In [1]:
#import pandas library and load and read the data using pandas
import pandas as pd

dataset = pd.read_csv('CTT10.csv')
dataset.head()

Unnamed: 0,Data,Último,Abertura,Alta,Baixa,Vol.,Var. %
0,12.04.2021,350,357,364,346,"1,57M","-1,55%"
1,09.04.2021,356,352,357,352,"666,03K","1,14%"
2,08.04.2021,352,345,354,345,"882,54K","1,59%"
3,07.04.2021,346,343,349,343,"508,33K","0,87%"
4,06.04.2021,343,344,349,343,"809,46K","0,59%"


In [2]:
#read all the columns
print(dataset.columns)
print(dataset.shape)

Index(['Data', 'Último', 'Abertura', 'Alta', 'Baixa', 'Vol.', 'Var. %'], dtype='object')
(1875, 7)


In [3]:
#replace them the english names
new_dataset = dataset.rename(columns={'Data':'Date', 'Último':'Last', 'Abertura':'Opening', 'Alta':'High', 'Baixa':'Low'})
new_dataset.columns

Index(['Date', 'Last', 'Opening', 'High', 'Low', 'Vol.', 'Var. %'], dtype='object')

In [4]:
#read the dataset again
new_dataset.head(5)

Unnamed: 0,Date,Last,Opening,High,Low,Vol.,Var. %
0,12.04.2021,350,357,364,346,"1,57M","-1,55%"
1,09.04.2021,356,352,357,352,"666,03K","1,14%"
2,08.04.2021,352,345,354,345,"882,54K","1,59%"
3,07.04.2021,346,343,349,343,"508,33K","0,87%"
4,06.04.2021,343,344,349,343,"809,46K","0,59%"

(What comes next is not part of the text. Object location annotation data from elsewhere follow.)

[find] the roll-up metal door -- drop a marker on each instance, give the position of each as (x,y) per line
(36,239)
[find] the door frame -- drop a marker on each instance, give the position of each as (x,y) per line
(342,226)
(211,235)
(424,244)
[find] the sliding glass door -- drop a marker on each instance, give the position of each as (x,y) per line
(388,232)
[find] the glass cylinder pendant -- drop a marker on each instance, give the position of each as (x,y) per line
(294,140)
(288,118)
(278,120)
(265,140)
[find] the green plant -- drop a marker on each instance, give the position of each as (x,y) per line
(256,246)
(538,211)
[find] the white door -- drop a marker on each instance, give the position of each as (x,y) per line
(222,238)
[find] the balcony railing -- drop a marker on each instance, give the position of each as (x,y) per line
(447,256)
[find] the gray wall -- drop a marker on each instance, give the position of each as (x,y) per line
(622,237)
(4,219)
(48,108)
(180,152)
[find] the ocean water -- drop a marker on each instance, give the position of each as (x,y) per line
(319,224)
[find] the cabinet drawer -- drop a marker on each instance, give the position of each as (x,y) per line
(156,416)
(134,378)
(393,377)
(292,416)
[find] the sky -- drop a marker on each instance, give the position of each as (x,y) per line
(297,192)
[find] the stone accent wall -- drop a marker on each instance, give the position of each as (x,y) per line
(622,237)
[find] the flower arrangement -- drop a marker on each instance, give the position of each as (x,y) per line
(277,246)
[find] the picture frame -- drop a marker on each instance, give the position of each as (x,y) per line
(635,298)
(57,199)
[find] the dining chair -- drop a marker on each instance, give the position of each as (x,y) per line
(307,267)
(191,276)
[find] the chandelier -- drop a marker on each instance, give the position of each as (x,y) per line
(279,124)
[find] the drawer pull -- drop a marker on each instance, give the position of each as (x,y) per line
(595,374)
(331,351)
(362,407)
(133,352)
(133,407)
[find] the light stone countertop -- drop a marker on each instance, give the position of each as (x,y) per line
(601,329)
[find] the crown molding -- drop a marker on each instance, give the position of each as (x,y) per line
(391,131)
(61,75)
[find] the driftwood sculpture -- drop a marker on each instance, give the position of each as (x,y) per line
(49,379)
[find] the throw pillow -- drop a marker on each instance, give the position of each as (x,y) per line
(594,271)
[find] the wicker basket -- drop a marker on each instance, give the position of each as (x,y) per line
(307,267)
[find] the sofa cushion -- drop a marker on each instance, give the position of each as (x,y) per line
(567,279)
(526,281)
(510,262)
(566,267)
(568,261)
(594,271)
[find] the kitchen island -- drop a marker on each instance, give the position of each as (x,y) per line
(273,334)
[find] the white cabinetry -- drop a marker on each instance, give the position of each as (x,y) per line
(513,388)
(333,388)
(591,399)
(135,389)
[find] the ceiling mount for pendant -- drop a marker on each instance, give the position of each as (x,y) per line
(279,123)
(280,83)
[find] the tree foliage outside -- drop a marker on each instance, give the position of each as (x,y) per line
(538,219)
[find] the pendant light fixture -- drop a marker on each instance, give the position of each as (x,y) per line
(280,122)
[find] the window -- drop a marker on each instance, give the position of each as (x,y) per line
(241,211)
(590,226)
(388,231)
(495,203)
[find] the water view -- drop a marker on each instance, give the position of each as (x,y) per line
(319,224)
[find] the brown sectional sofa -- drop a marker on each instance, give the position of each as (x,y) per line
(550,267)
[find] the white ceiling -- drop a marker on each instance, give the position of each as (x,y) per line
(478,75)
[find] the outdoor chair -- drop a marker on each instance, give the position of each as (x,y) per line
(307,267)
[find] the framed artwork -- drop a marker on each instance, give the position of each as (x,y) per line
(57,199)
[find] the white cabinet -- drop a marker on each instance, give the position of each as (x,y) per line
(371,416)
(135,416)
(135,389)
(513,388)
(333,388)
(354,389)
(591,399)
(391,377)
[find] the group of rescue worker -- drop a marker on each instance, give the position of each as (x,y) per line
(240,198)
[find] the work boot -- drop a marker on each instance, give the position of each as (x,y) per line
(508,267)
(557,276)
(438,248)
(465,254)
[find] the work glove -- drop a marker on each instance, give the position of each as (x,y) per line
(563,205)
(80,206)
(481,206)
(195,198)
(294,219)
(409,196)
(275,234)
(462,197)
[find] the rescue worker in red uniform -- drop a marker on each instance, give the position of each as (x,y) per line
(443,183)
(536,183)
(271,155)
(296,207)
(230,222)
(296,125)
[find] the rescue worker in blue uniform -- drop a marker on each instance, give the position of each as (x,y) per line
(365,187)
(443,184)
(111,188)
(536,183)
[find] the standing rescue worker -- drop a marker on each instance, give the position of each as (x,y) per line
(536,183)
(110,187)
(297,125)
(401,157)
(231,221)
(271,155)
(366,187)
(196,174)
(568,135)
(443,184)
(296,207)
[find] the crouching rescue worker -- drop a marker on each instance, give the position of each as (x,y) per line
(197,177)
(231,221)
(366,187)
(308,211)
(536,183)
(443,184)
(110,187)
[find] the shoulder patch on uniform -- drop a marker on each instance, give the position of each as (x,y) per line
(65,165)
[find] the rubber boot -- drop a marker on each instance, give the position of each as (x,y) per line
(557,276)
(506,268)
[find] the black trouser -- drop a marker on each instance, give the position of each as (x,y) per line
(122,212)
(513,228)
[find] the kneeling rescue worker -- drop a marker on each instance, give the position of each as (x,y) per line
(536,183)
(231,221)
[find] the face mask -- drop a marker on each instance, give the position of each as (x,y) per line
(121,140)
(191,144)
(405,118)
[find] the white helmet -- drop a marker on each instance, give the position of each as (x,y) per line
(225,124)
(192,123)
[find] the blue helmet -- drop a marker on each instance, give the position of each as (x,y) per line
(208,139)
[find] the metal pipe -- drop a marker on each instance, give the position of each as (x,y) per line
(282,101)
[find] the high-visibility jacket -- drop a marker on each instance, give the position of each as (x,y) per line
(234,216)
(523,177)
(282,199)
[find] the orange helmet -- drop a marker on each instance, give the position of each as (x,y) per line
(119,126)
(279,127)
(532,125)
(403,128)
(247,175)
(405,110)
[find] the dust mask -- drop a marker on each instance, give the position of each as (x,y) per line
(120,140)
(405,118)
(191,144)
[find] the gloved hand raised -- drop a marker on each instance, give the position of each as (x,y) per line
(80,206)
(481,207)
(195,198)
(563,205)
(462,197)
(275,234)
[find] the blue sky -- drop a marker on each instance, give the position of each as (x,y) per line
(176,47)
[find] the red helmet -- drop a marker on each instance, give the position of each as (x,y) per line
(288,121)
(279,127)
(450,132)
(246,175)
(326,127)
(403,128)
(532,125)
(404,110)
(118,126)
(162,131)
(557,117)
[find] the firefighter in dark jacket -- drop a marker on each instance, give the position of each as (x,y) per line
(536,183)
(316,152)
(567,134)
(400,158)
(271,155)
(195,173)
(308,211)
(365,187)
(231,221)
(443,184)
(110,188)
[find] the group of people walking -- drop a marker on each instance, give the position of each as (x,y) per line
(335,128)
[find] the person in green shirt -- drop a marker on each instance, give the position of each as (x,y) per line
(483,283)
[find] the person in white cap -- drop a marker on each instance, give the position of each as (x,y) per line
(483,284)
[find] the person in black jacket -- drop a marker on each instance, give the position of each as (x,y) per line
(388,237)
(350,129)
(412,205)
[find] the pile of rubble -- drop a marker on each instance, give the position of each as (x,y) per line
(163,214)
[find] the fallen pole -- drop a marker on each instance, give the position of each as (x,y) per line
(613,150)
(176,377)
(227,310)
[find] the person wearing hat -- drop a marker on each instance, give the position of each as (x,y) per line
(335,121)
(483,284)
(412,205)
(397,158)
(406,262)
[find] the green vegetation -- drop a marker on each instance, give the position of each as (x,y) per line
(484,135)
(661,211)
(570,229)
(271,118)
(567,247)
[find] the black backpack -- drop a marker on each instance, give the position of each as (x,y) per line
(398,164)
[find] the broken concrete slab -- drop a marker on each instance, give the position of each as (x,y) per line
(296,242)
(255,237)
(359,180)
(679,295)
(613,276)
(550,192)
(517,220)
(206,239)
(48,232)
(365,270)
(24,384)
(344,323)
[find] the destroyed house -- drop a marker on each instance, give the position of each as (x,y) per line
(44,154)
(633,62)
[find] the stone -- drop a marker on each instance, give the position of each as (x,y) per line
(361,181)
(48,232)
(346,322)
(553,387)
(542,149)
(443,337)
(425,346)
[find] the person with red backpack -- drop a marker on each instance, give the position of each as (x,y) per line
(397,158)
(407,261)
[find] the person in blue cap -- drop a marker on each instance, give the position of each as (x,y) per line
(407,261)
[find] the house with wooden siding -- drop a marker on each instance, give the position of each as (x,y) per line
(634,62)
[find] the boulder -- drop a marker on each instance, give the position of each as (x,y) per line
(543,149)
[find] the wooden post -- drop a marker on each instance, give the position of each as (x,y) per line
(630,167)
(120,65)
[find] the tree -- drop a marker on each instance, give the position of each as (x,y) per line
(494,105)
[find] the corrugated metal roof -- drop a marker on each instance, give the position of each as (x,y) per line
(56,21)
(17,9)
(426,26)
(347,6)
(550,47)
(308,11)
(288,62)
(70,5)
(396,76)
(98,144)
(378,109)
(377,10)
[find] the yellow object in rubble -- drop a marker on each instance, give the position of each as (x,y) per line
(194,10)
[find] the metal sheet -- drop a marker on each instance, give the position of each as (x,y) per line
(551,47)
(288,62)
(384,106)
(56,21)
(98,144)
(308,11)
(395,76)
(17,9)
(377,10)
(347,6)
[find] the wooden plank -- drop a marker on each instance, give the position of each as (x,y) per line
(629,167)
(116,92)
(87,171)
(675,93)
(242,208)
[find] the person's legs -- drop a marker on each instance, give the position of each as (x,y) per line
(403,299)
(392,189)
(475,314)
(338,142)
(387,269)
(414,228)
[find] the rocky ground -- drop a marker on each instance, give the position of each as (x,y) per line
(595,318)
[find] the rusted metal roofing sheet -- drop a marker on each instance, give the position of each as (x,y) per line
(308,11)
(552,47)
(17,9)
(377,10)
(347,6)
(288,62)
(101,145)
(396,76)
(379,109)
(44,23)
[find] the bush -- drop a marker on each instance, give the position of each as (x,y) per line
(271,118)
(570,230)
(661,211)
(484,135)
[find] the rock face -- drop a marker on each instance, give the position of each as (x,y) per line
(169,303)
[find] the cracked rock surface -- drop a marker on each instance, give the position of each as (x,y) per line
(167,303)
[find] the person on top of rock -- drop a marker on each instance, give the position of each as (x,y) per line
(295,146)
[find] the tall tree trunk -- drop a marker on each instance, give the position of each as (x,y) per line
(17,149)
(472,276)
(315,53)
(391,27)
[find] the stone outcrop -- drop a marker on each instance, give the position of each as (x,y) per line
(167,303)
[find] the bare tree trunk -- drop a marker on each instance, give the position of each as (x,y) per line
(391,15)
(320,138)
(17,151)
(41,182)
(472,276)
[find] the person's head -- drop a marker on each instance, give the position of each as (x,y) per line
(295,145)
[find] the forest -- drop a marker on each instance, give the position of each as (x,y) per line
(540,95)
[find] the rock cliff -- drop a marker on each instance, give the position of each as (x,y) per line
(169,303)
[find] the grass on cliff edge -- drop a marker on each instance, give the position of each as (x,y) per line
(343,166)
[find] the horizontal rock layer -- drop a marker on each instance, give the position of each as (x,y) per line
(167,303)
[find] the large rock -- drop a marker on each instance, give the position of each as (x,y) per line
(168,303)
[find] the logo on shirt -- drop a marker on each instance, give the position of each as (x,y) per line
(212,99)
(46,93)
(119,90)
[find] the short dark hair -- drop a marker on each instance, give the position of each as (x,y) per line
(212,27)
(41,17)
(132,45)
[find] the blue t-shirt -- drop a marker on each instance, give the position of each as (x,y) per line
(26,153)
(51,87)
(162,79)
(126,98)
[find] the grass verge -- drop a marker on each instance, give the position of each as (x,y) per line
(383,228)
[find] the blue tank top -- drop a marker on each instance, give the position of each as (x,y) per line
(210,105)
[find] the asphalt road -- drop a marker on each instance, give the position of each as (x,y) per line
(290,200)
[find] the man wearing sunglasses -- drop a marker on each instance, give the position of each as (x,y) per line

Hence we can see that the column names are changed now

In [5]:
#replace the comma with a point in the numbers
new_dataset = new_dataset.stack().str.replace(',','.').unstack()
new_dataset.head()

Unnamed: 0,Date,Last,Opening,High,Low,Vol.,Var. %
0,12.04.2021,3.5,3.57,3.64,3.46,1.57M,-1.55%
1,09.04.2021,3.56,3.52,3.57,3.52,666.03K,1.14%
2,08.04.2021,3.52,3.45,3.54,3.45,882.54K,1.59%
3,07.04.2021,3.46,3.43,3.49,3.43,508.33K,0.87%
4,06.04.2021,3.43,3.44,3.49,3.43,809.46K,0.59%


In [6]:
#convert M and K into respective number
def sign_to_number(x):
    if type(x) == float or type(x) == int:
        return x
    if 'K' in x:
        if len(x) > 1:
            return float(x.replace('K', '')) * 1000
        return 1000.0
    if 'M' in x:
        if len(x) > 1:
            return float(x.replace('M', '')) * 1000000
        return 1000000.0

new_dataset['Vol.'] = new_dataset['Vol.'].apply(sign_to_number)

new_dataset.head()

Unnamed: 0,Date,Last,Opening,High,Low,Vol.,Var. %
0,12.04.2021,3.5,3.57,3.64,3.46,1570000.0,-1.55%
1,09.04.2021,3.56,3.52,3.57,3.52,666030.0,1.14%
2,08.04.2021,3.52,3.45,3.54,3.45,882540.0,1.59%
3,07.04.2021,3.46,3.43,3.49,3.43,508330.0,0.87%
4,06.04.2021,3.43,3.44,3.49,3.43,809460.0,0.59%


In [7]:
#add one column at the last and assign negative or positive by looking at the variation column

#here i am removing % sign
new_dataset['Var. %'] = new_dataset['Var. %'].str.replace(r'%', '')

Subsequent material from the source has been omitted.